简体   繁体   中英

Insert Spark dataframe into hbase

I have a dataframe and I want to insert it into hbase. I follow this documenation .

This is how my dataframe look like:

 --------------------
|id | name | address |
|--------------------|
|23 |marry |france   |
|--------------------|
|87 |zied  |italie   |
 --------------------

I create a hbase table using this code:

val tableName = "two"
val conf = HBaseConfiguration.create()
if(!admin.isTableAvailable(tableName)) {
          print("-----------------------------------------------------------------------------------------------------------")
          val tableDesc = new HTableDescriptor(tableName)
          tableDesc.addFamily(new HColumnDescriptor("z1".getBytes()))
          admin.createTable(tableDesc)
        }else{
          print("Table already exists!!--------------------------------------------------------------------------------------")
        }

And now how may I insert this dataframe into hbase ?

In another example I succeed to insert into hbase using this code:

val myTable = new HTable(conf, tableName)
    for (i <- 0 to 1000) {
      var p = new Put(Bytes.toBytes(""+i))
      p.add("z1".getBytes(), "name".getBytes(), Bytes.toBytes(""+(i*5)))
      p.add("z1".getBytes(), "age".getBytes(), Bytes.toBytes("2017-04-20"))
      p.add("z2".getBytes(), "job".getBytes(), Bytes.toBytes(""+i))
      p.add("z2".getBytes(), "salary".getBytes(), Bytes.toBytes(""+i))
      myTable.put(p)
    }
    myTable.flushCommits()

But now I am stuck, how to insert each record of my dataframe into my hbase table.

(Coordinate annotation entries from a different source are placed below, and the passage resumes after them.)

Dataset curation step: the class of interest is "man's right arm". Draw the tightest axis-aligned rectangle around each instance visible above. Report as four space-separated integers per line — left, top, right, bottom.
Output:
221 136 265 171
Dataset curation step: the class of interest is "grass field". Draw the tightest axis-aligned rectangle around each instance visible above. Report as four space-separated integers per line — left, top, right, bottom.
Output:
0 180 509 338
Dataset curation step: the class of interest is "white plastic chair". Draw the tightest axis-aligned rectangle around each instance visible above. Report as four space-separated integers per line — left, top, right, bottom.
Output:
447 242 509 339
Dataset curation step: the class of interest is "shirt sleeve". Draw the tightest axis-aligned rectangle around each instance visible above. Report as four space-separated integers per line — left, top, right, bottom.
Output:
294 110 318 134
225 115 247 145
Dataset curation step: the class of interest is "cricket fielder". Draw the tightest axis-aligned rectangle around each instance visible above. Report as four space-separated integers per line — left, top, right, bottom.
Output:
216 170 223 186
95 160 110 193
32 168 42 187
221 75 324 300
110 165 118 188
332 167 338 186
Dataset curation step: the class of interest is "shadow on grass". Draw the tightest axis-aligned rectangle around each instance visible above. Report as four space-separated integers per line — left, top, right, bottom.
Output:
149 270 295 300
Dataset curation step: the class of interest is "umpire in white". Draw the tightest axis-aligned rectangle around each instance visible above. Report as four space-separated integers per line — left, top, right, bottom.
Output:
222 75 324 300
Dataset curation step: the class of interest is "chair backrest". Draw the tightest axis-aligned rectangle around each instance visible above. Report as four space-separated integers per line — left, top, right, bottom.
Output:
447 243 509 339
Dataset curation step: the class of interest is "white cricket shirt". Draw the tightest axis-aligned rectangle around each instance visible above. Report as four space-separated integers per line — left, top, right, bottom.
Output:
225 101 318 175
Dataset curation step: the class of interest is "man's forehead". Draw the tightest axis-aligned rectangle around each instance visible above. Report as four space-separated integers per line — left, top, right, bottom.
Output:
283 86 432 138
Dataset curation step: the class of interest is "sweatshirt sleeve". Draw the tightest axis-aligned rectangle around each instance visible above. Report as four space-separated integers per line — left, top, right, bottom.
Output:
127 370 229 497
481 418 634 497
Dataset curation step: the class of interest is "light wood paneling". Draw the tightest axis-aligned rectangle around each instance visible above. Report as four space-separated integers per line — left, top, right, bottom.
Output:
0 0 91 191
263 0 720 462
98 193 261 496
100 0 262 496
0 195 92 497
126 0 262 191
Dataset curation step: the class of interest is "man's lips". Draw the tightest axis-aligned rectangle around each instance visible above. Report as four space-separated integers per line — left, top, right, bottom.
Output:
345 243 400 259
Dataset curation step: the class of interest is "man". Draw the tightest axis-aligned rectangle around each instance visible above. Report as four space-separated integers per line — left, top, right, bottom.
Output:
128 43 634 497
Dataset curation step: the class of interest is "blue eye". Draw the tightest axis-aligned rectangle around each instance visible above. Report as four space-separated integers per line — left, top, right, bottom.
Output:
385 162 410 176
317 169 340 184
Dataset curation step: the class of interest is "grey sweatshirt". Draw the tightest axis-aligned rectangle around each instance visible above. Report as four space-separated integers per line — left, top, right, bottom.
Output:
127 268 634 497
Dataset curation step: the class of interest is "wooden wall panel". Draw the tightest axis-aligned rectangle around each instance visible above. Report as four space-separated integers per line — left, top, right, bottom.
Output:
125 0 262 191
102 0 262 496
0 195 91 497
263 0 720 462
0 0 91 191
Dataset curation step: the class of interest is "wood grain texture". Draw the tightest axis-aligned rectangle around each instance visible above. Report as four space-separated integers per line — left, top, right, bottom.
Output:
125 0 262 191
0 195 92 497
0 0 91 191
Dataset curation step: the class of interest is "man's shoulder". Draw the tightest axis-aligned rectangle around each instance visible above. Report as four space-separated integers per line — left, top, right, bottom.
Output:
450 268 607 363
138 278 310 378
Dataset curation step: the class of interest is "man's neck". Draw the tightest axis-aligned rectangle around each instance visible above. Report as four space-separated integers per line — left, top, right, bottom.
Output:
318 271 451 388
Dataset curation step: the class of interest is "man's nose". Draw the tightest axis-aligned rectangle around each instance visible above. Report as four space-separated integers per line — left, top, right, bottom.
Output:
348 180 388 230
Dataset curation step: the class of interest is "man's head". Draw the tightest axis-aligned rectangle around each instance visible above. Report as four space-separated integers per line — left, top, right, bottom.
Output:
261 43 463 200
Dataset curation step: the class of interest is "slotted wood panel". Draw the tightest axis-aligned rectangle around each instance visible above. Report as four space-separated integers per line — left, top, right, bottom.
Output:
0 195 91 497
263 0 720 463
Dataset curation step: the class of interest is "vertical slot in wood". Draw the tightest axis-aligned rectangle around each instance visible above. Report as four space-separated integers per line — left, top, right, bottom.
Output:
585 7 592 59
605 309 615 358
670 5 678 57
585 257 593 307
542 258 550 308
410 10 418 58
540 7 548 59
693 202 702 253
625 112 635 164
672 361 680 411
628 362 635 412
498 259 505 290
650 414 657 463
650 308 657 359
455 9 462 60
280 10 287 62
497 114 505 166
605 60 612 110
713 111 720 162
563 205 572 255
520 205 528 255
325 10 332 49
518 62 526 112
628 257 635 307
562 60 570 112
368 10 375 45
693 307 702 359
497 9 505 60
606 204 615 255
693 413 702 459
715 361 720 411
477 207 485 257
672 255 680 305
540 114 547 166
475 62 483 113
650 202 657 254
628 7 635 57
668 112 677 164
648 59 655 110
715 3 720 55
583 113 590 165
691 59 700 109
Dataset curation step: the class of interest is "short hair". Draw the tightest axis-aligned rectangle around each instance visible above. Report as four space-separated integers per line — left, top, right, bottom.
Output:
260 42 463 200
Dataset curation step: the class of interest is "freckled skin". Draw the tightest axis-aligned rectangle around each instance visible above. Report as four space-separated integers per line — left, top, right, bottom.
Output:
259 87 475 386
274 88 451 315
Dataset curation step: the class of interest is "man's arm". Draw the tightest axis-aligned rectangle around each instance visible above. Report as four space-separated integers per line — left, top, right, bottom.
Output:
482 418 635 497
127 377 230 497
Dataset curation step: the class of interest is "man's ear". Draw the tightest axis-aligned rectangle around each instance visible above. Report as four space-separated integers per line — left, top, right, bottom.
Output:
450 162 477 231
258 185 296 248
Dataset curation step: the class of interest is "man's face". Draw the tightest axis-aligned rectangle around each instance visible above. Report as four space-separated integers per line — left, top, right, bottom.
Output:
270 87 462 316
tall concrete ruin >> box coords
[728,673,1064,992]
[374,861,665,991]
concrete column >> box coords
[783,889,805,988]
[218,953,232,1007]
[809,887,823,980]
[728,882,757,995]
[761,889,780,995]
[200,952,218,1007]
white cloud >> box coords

Thank you for your time and attention

Below is a full example using the spark hbase connector from Hortonworks available inMaven .

This example shows

  • how to check if HBase table is existing
  • create HBase table if not existing
  • Insert DataFrame into HBase table
import org.apache.hadoop.hbase.client.{ColumnFamilyDescriptorBuilder, ConnectionFactory, TableDescriptorBuilder}
import org.apache.hadoop.hbase.{HBaseConfiguration, TableName}
import org.apache.spark.sql.SparkSession
import org.apache.spark.sql.execution.datasources.hbase.HBaseTableCatalog

object Main extends App {

  case class Employee(key: String, fName: String, lName: String, mName: String,
                      addressLine: String, city: String, state: String, zipCode: String)

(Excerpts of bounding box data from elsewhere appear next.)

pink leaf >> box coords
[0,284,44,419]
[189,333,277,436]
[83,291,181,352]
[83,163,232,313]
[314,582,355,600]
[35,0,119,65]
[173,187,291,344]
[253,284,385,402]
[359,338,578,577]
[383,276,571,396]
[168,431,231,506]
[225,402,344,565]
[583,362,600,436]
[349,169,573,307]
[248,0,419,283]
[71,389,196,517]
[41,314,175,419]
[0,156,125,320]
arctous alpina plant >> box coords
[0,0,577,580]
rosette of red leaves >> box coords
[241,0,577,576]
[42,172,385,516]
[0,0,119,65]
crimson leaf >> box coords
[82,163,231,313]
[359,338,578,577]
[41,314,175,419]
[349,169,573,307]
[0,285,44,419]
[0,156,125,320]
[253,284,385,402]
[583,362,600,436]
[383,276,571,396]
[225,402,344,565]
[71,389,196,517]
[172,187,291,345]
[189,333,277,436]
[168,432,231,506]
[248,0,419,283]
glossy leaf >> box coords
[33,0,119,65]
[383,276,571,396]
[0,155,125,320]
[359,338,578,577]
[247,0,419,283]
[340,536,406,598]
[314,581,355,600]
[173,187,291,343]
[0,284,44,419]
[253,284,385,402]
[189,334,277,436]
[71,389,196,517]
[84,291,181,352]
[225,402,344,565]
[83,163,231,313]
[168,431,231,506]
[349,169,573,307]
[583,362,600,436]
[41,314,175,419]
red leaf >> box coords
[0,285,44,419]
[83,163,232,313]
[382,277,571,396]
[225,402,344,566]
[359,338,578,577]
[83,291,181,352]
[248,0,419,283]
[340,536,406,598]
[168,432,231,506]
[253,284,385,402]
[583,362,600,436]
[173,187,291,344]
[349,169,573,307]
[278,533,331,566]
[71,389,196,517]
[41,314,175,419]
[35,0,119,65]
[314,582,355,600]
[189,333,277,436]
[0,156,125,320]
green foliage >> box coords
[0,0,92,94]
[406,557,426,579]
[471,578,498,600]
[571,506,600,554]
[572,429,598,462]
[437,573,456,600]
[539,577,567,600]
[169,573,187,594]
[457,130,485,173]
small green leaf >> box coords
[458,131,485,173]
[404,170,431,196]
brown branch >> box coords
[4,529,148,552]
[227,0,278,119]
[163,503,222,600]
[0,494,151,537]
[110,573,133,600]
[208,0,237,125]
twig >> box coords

  // as pre-requisites the table 'employee' with column families 'person' and 'address' should exist
  val tableNameString = "default:employee"
  val colFamilyPString = "person"
  val colFamilyAString = "address"
  val tableName = TableName.valueOf(tableNameString)
  val colFamilyP = colFamilyPString.getBytes
  val colFamilyA = colFamilyAString.getBytes

  val hBaseConf = HBaseConfiguration.create()
  val connection = ConnectionFactory.createConnection(hBaseConf);
  val admin = connection.getAdmin();

  println("Check if table 'employee' exists:")
  val tableExistsCheck: Boolean = admin.tableExists(tableName)
  println(s"Table " + tableName.toString + " exists? " + tableExistsCheck)

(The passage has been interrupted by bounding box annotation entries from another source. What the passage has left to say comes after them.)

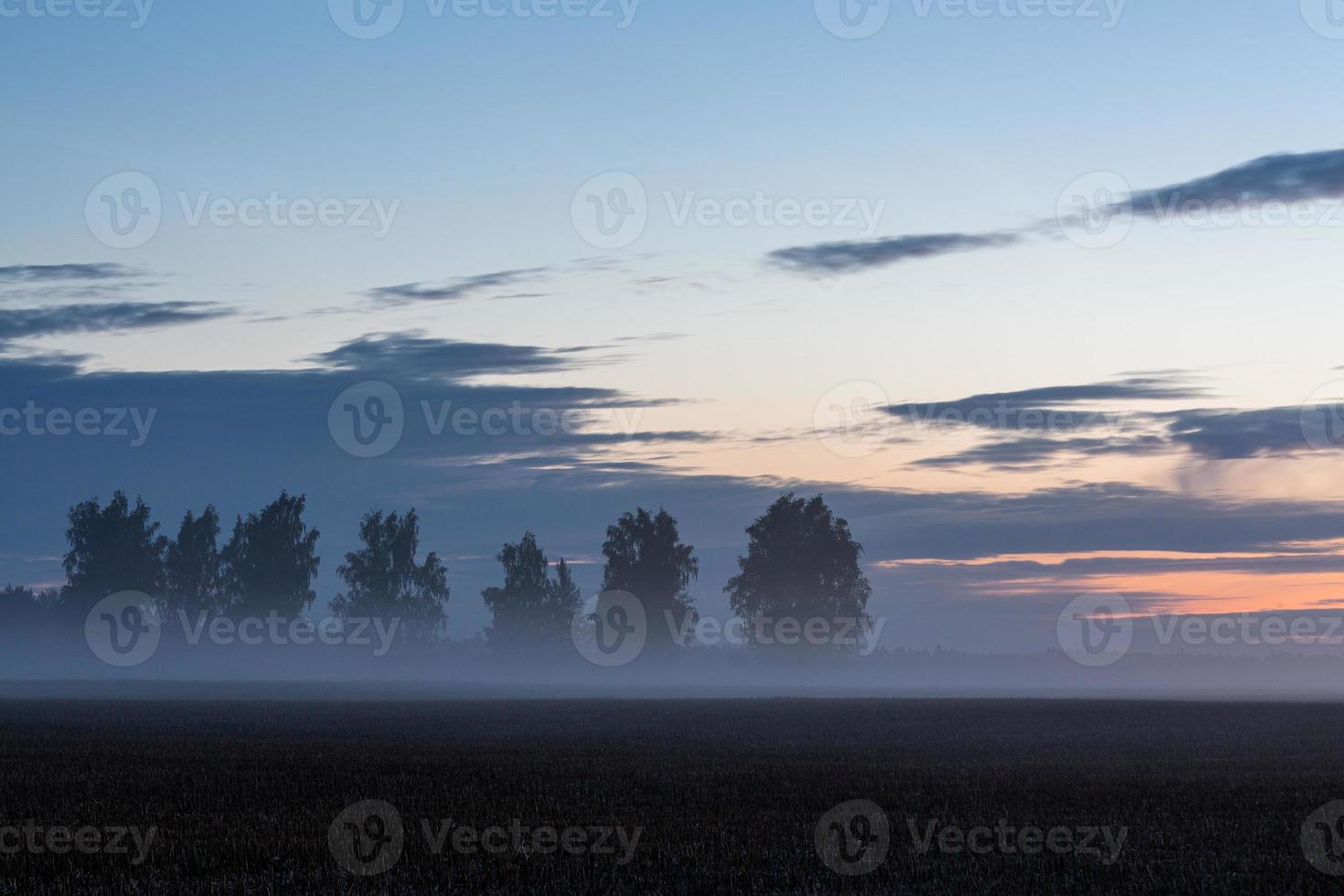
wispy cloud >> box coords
[363,267,549,306]
[767,149,1344,274]
[0,262,140,283]
[769,231,1023,274]
[0,303,235,346]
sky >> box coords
[0,0,1344,652]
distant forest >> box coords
[0,492,871,652]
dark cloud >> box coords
[364,267,549,305]
[887,373,1203,432]
[767,149,1344,274]
[308,333,613,380]
[769,231,1021,274]
[1122,149,1344,217]
[1165,406,1322,461]
[0,263,140,283]
[0,303,234,344]
[917,435,1170,472]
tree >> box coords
[332,507,449,641]
[481,532,583,650]
[161,505,224,615]
[724,493,872,653]
[0,584,55,634]
[60,492,168,613]
[603,507,700,653]
[220,492,320,616]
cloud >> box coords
[887,373,1203,432]
[0,262,140,283]
[915,435,1170,472]
[0,303,235,346]
[1121,149,1344,218]
[769,231,1023,274]
[363,267,549,306]
[766,149,1344,274]
[308,333,613,380]
[1167,406,1322,461]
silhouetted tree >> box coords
[549,558,583,641]
[161,505,224,615]
[481,532,583,652]
[603,507,700,655]
[724,493,872,653]
[0,584,58,634]
[220,492,320,616]
[332,507,449,641]
[60,492,168,613]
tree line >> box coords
[0,492,871,652]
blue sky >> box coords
[0,0,1344,649]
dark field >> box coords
[0,699,1344,893]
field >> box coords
[0,699,1344,893]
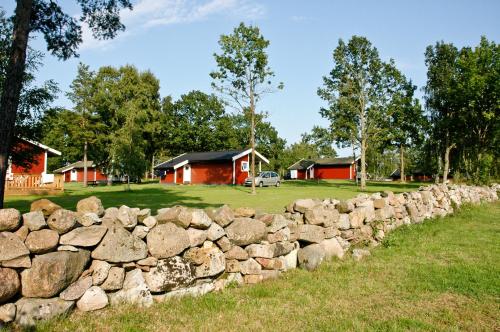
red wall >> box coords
[314,165,356,180]
[234,154,250,184]
[191,161,233,184]
[11,143,45,175]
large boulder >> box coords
[147,222,190,258]
[23,211,47,232]
[304,205,340,227]
[0,209,21,232]
[143,256,195,292]
[76,196,104,217]
[24,229,59,254]
[209,205,234,227]
[92,226,148,263]
[297,225,325,243]
[297,243,325,271]
[101,266,125,291]
[21,250,90,298]
[0,232,30,262]
[0,267,21,304]
[59,276,92,301]
[59,225,108,247]
[16,297,75,327]
[76,286,109,311]
[47,209,76,234]
[109,269,153,307]
[30,198,62,218]
[226,218,267,246]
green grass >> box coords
[5,181,421,212]
[38,203,500,331]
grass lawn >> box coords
[5,181,421,212]
[38,203,500,331]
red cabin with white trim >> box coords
[155,149,269,184]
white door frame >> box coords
[182,164,191,183]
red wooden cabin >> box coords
[155,149,269,184]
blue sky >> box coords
[0,0,500,155]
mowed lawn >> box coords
[37,203,500,331]
[6,181,421,213]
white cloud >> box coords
[80,0,266,50]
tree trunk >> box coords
[250,89,256,195]
[443,143,455,184]
[83,140,88,187]
[0,0,33,208]
[361,138,366,190]
[399,144,406,183]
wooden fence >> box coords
[5,174,64,195]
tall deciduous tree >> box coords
[425,42,462,183]
[318,36,388,190]
[210,23,283,194]
[0,0,132,208]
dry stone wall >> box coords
[0,185,500,326]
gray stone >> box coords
[109,269,153,307]
[76,212,101,227]
[0,232,30,262]
[297,225,325,243]
[47,209,76,234]
[224,246,250,261]
[143,256,195,292]
[16,297,75,327]
[24,229,59,254]
[0,303,17,323]
[21,250,90,298]
[92,227,147,263]
[245,244,275,258]
[59,276,92,301]
[210,205,234,227]
[76,196,104,217]
[293,198,317,213]
[23,211,47,231]
[0,208,21,232]
[0,267,21,304]
[76,286,109,311]
[207,223,226,241]
[190,209,212,229]
[297,244,325,271]
[142,216,158,229]
[186,227,208,247]
[101,266,125,291]
[59,225,108,247]
[90,259,111,285]
[30,198,62,218]
[240,258,262,275]
[226,218,267,245]
[319,238,344,259]
[147,222,190,258]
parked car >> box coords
[245,171,281,187]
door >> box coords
[183,165,191,183]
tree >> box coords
[0,0,132,208]
[383,64,426,183]
[425,42,462,183]
[67,63,99,187]
[318,36,388,190]
[210,23,283,194]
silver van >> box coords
[245,171,281,187]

  if(tableExistsCheck == false) {
    println("Create Table employee with column families 'person' and 'address'")
    val colFamilyBuild1 = ColumnFamilyDescriptorBuilder.newBuilder(colFamilyP).build()
    val colFamilyBuild2 = ColumnFamilyDescriptorBuilder.newBuilder(colFamilyA).build()
    val tableDescriptorBuild = TableDescriptorBuilder.newBuilder(tableName)
      .setColumnFamily(colFamilyBuild1)
      .setColumnFamily(colFamilyBuild2)
      .build()
    admin.createTable(tableDescriptorBuild)
  }

  // define schema for the dataframe that should be loaded into HBase
  def catalog =
    s"""{
       |"table":{"namespace":"default","name":"employee"},
       |"rowkey":"key",
       |"columns":{
       |"key":{"cf":"rowkey","col":"key","type":"string"},
       |"fName":{"cf":"person","col":"firstName","type":"string"},
       |"lName":{"cf":"person","col":"lastName","type":"string"},
       |"mName":{"cf":"person","col":"middleName","type":"string"},
       |"addressLine":{"cf":"address","col":"addressLine","type":"string"},
       |"city":{"cf":"address","col":"city","type":"string"},
       |"state":{"cf":"address","col":"state","type":"string"},
       |"zipCode":{"cf":"address","col":"zipCode","type":"string"}
       |}
       |}""".stripMargin

  // define some test data
  val data = Seq(
    Employee("1","Horst","Hans","A","12main","NYC","NY","123"),
    Employee("2","Joe","Bill","B","1337ave","LA","CA","456"),
    Employee("3","Mohammed","Mohammed","C","1Apple","SanFran","CA","678")
  )

  // create SparkSession
  val spark: SparkSession = SparkSession.builder()
    .master("local[*]")
    .appName("HBaseConnector")
    .getOrCreate()

  // serialize data
  import spark.implicits._
  val df = spark.sparkContext.parallelize(data).toDF

  // write dataframe into HBase
  df.write.options(
    Map(HBaseTableCatalog.tableCatalog -> catalog, HBaseTableCatalog.newTable -> "3")) // create 3 regions
    .format("org.apache.spark.sql.execution.datasources.hbase")
    .save()

}

This worked for me while I had the relevant site-xmls ("core-site.xml", "hbase-site.xml", "hdfs-site.xml") available in my resources .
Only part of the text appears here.